Sometimes, the arrival of new talent can look like a buying opportunity, as the Pioneer Value Fund does now. In Richard E. Dahlberg's nearly three years at the wheel, the fund's performance was mediocre. When he left in November, 2001, to join Grantham, Mayo, Van Otterloo & Co., Pioneer parachuted in one of its successful team leaders, John Carey, who has run the firm's flagship large-cap blend Pioneer Fund since 1986--boasting 10-year annualized returns of 13.7%.
Rather than jump ship at the first dip, give the new helmsman some slack to prove his or her abilities. For one thing, an overhasty departure could lead not only to regrets if the new team finds its footing but also an unnecessary tax hit from the sale of a long-term holding.
It's worth sticking around for up to a year, "unless things turn really horrendous," says Peter Di Teresa, a senior analyst at Morningstar Inc. "But I'd keep pretty close tabs on [the fund]."
Prospects are usually worse if the departing manager was a solo act rather than part of a team.
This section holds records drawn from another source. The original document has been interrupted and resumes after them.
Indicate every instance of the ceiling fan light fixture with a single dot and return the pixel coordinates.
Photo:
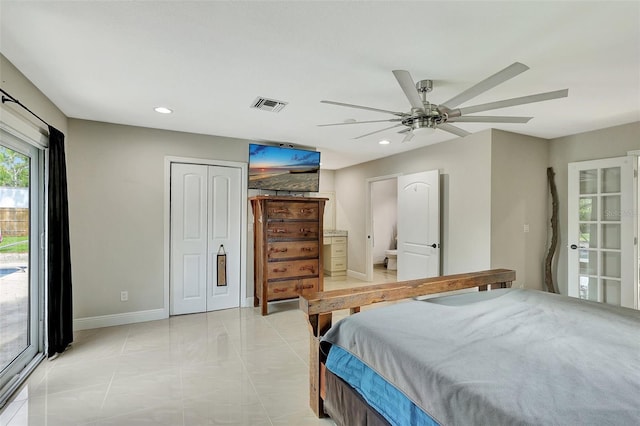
(424, 130)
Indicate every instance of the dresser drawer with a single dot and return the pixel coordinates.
(285, 230)
(292, 210)
(336, 250)
(291, 249)
(292, 288)
(293, 268)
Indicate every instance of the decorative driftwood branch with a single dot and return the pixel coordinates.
(548, 276)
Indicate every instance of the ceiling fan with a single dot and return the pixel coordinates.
(424, 115)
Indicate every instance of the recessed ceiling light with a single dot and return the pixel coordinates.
(163, 110)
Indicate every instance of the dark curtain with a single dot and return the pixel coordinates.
(59, 309)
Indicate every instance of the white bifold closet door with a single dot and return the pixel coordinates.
(205, 221)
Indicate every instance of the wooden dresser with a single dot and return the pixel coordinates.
(287, 247)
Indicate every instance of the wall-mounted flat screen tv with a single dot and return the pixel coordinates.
(280, 168)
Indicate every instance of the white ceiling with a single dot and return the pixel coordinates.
(113, 61)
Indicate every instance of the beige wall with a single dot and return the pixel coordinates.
(464, 165)
(519, 198)
(605, 143)
(116, 209)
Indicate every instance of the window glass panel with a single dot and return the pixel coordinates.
(611, 236)
(588, 262)
(611, 208)
(588, 235)
(588, 181)
(588, 210)
(611, 180)
(588, 288)
(611, 264)
(14, 255)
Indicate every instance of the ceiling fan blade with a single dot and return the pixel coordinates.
(452, 129)
(486, 84)
(488, 119)
(408, 137)
(409, 88)
(514, 101)
(377, 131)
(360, 122)
(400, 114)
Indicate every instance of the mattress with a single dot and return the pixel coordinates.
(511, 356)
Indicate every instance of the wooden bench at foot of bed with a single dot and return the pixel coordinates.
(319, 307)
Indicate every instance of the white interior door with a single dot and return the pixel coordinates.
(419, 225)
(205, 215)
(188, 238)
(224, 231)
(601, 231)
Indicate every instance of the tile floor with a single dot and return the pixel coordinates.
(231, 367)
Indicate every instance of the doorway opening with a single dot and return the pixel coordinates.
(382, 236)
(21, 260)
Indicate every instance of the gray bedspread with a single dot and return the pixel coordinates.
(505, 357)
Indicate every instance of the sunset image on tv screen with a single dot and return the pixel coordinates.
(283, 169)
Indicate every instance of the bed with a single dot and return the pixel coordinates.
(505, 356)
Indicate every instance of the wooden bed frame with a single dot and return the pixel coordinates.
(319, 307)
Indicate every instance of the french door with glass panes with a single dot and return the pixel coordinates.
(601, 231)
(21, 198)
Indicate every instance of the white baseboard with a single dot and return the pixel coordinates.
(118, 319)
(358, 275)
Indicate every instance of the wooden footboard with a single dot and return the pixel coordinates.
(319, 307)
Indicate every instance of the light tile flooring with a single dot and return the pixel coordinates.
(231, 367)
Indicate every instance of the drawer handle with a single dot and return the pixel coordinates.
(304, 286)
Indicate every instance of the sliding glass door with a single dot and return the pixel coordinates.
(21, 195)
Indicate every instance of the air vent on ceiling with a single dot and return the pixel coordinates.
(268, 104)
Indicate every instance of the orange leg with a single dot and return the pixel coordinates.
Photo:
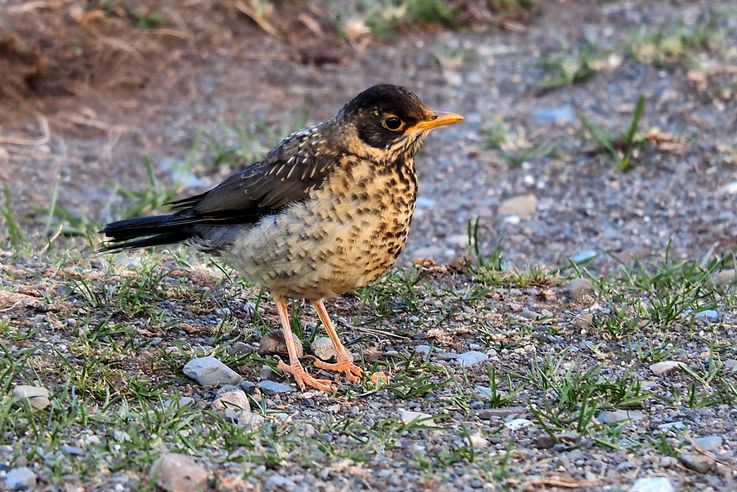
(352, 372)
(295, 368)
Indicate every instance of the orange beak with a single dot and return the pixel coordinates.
(440, 119)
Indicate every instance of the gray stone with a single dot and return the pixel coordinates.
(611, 417)
(516, 424)
(696, 462)
(236, 399)
(324, 349)
(37, 396)
(523, 206)
(240, 348)
(471, 358)
(707, 316)
(278, 482)
(273, 388)
(490, 413)
(709, 443)
(273, 344)
(725, 277)
(665, 366)
(178, 473)
(579, 287)
(208, 371)
(73, 450)
(584, 255)
(652, 484)
(424, 419)
(20, 478)
(558, 115)
(423, 349)
(584, 321)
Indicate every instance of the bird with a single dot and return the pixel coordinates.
(323, 213)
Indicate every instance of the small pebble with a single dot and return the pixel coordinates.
(278, 482)
(273, 344)
(709, 443)
(324, 349)
(472, 358)
(664, 367)
(20, 479)
(611, 417)
(696, 462)
(235, 399)
(424, 419)
(273, 388)
(579, 288)
(37, 396)
(652, 484)
(178, 473)
(516, 424)
(208, 371)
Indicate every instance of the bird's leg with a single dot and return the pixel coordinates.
(295, 368)
(352, 372)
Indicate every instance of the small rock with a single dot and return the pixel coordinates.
(523, 206)
(584, 255)
(423, 349)
(664, 367)
(240, 348)
(709, 443)
(72, 450)
(472, 358)
(249, 420)
(490, 413)
(20, 478)
(707, 316)
(696, 462)
(725, 277)
(272, 387)
(183, 401)
(516, 424)
(178, 473)
(558, 115)
(37, 396)
(408, 417)
(278, 482)
(208, 371)
(611, 417)
(323, 348)
(652, 484)
(236, 399)
(273, 343)
(584, 321)
(579, 287)
(545, 441)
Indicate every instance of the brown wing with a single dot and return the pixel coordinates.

Peter Lynch, the legendary manager of Fidelity Investment's Magellan Fund, was a hard act to follow, as would be William H. Miller III if he chose to leave the A-rated Legg Mason Equity Trust Value fund. That's why many fund companies now use teams to try to ensure an orderly succession of people with the same investing philosophy.
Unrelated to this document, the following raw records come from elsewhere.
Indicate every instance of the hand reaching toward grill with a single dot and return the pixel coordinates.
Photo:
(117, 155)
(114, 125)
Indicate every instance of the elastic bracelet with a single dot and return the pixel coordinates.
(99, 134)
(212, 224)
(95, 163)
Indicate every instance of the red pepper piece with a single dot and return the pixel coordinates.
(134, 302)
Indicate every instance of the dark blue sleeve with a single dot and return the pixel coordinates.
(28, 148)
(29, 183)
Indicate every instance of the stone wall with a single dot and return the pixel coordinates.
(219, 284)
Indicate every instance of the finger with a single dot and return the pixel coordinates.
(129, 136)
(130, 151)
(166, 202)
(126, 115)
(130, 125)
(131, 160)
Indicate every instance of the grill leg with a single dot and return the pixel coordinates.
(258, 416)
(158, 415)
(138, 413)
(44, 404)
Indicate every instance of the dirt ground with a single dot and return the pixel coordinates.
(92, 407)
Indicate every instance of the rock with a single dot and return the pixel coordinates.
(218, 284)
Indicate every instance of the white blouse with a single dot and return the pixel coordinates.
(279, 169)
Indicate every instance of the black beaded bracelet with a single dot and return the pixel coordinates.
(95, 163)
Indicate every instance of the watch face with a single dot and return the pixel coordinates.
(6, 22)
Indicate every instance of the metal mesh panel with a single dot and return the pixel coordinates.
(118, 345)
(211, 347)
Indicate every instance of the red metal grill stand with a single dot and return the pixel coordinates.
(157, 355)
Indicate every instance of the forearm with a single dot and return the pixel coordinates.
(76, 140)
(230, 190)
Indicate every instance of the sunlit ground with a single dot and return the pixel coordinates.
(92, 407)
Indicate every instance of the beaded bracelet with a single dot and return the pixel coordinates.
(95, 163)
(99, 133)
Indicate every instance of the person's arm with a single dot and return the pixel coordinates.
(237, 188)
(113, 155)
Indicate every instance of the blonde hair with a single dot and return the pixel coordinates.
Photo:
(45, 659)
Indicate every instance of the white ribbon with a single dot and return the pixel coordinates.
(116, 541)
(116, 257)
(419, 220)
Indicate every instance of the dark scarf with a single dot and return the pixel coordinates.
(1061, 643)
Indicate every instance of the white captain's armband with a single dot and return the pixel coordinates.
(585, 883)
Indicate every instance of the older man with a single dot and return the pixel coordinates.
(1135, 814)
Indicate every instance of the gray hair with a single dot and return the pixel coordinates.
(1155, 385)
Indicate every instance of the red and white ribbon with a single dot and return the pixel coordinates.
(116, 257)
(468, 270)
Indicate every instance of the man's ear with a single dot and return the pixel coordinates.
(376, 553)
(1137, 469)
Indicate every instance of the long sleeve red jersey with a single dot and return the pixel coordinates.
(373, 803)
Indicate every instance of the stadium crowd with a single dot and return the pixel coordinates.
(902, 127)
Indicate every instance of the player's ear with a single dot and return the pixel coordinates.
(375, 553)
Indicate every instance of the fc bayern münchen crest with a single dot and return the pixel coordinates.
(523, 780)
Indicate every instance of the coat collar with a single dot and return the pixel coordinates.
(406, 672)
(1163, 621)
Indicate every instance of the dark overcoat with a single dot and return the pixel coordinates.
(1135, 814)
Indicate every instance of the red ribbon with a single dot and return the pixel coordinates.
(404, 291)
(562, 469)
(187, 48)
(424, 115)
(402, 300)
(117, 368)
Franklin Resources' Mutual Series Funds, for instance, were all the rage when veteran manager Michael Price ran them. He sold the funds to Franklin in November, 1996, and left active management in October, 1998. Investors' fears were assuaged when Price's protégés took the reins and continued to do well--four of six make this year's A list. Last September, when three more of the original staffers left, investors had the same concerns. Mutual Series promoted analysts and hired replacement managers, while veteran managers Jeff Diamond, David Winters, and Susan Potto have stuck around.
But even with a carefully planned succession, there can be weak transitions: Erin Sullivan, the former manager of Fidelity's Aggressive Growth Fund, left to start her own hedge fund after earning triple-digit returns in 1999. Under successor Robert C. Bertelson, the fund posted a 47% loss in 2001, making it one of the worst in its class--97% did better.
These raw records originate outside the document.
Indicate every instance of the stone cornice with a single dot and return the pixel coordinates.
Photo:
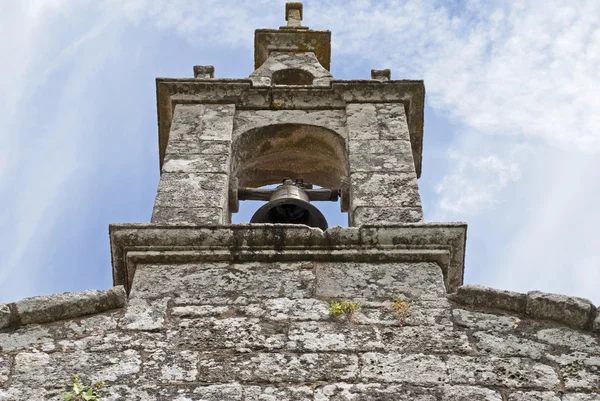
(133, 244)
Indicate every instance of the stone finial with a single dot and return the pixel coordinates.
(293, 14)
(204, 71)
(381, 75)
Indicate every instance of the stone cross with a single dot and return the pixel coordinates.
(293, 14)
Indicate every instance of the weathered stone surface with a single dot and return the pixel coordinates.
(32, 337)
(360, 162)
(508, 372)
(372, 392)
(509, 345)
(379, 147)
(194, 190)
(221, 283)
(385, 215)
(38, 369)
(325, 336)
(492, 298)
(596, 324)
(428, 339)
(4, 370)
(69, 304)
(379, 281)
(394, 367)
(375, 189)
(169, 366)
(189, 215)
(579, 371)
(581, 397)
(573, 311)
(144, 314)
(574, 340)
(281, 61)
(284, 393)
(460, 393)
(277, 367)
(4, 316)
(196, 163)
(534, 396)
(246, 120)
(484, 321)
(362, 122)
(238, 333)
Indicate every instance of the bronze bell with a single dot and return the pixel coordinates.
(289, 204)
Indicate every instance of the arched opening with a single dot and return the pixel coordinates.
(292, 76)
(266, 155)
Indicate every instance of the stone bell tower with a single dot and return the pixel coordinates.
(285, 308)
(221, 140)
(290, 118)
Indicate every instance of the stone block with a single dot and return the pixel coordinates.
(196, 163)
(484, 321)
(571, 339)
(509, 345)
(193, 146)
(384, 190)
(277, 367)
(49, 308)
(239, 333)
(572, 311)
(4, 370)
(505, 372)
(373, 392)
(171, 366)
(333, 337)
(480, 296)
(186, 123)
(283, 393)
(419, 369)
(580, 371)
(534, 396)
(5, 316)
(362, 215)
(188, 215)
(37, 369)
(362, 122)
(380, 147)
(379, 281)
(217, 122)
(144, 314)
(192, 190)
(365, 162)
(461, 393)
(223, 283)
(391, 122)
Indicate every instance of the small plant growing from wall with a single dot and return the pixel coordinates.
(81, 392)
(401, 309)
(345, 307)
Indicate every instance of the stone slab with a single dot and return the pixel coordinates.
(478, 295)
(573, 311)
(371, 281)
(49, 308)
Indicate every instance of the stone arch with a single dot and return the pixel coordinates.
(267, 154)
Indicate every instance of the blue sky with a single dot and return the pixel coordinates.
(512, 139)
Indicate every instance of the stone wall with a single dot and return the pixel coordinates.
(263, 331)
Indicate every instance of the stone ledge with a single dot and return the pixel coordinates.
(49, 308)
(578, 313)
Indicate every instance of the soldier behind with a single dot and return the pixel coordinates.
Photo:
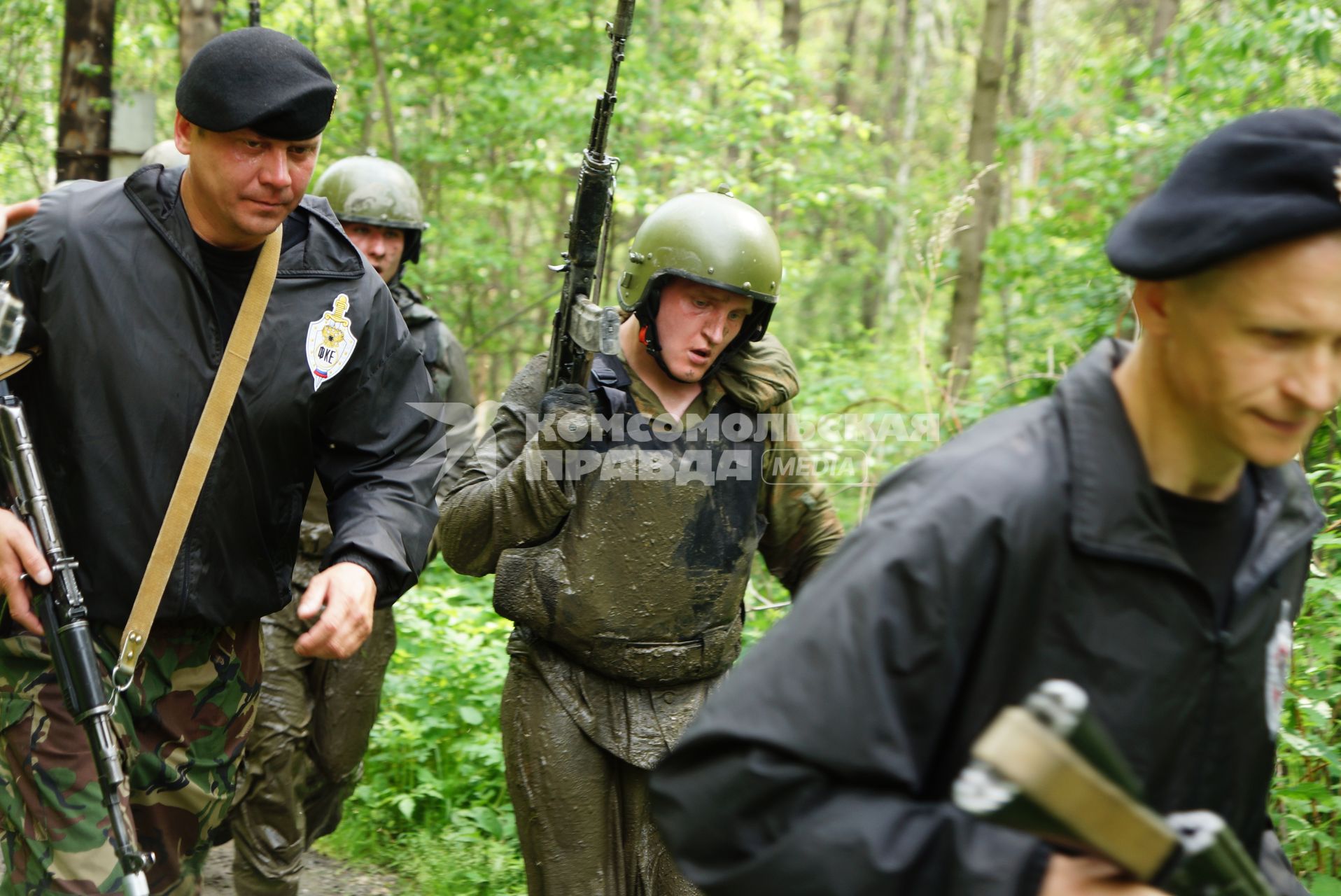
(1144, 531)
(304, 757)
(132, 290)
(626, 582)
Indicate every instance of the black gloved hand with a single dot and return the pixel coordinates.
(568, 416)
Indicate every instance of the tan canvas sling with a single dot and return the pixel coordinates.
(199, 456)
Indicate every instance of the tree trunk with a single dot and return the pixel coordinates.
(85, 122)
(199, 23)
(849, 52)
(790, 24)
(388, 112)
(982, 150)
(913, 76)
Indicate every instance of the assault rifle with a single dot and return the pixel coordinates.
(1049, 769)
(581, 326)
(64, 616)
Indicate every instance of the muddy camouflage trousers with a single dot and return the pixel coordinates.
(306, 752)
(582, 815)
(180, 727)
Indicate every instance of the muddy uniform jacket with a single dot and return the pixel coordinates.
(1030, 547)
(446, 361)
(507, 499)
(118, 301)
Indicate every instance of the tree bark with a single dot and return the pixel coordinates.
(790, 24)
(960, 335)
(913, 74)
(388, 112)
(85, 121)
(199, 22)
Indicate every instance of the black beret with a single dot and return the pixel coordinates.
(1261, 180)
(260, 80)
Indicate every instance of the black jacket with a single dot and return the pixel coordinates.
(118, 301)
(1030, 547)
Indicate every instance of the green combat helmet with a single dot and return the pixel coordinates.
(707, 238)
(367, 190)
(164, 153)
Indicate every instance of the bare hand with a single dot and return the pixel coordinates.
(11, 215)
(1086, 876)
(344, 596)
(20, 554)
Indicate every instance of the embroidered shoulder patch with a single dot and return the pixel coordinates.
(330, 342)
(1278, 668)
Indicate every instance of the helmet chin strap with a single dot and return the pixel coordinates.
(648, 337)
(647, 314)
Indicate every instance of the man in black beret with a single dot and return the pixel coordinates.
(132, 290)
(1144, 533)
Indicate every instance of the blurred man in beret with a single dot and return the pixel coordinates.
(1144, 533)
(132, 290)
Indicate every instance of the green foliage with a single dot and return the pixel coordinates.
(432, 802)
(490, 102)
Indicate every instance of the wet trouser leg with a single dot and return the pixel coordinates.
(304, 757)
(348, 696)
(269, 825)
(180, 727)
(581, 813)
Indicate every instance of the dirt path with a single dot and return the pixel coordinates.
(323, 876)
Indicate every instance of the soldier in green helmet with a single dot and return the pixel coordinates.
(622, 518)
(304, 755)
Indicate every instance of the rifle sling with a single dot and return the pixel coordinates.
(1062, 783)
(199, 456)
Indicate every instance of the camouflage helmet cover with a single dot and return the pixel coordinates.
(708, 238)
(164, 153)
(367, 190)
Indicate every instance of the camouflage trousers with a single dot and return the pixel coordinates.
(306, 754)
(180, 730)
(582, 815)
This issue of the annual BusinessWeek Scoreboard flags recent manager changes. If the manager of your mutual fund has left, don't lose your cool. Just put the fund on a watch list. Compare its performance with other prospects' in its category as the year progresses. Look at it this way: You don't have to wait for your fund company to act if your fund's new manager isn't doing well. You can fire that manager and hire another one.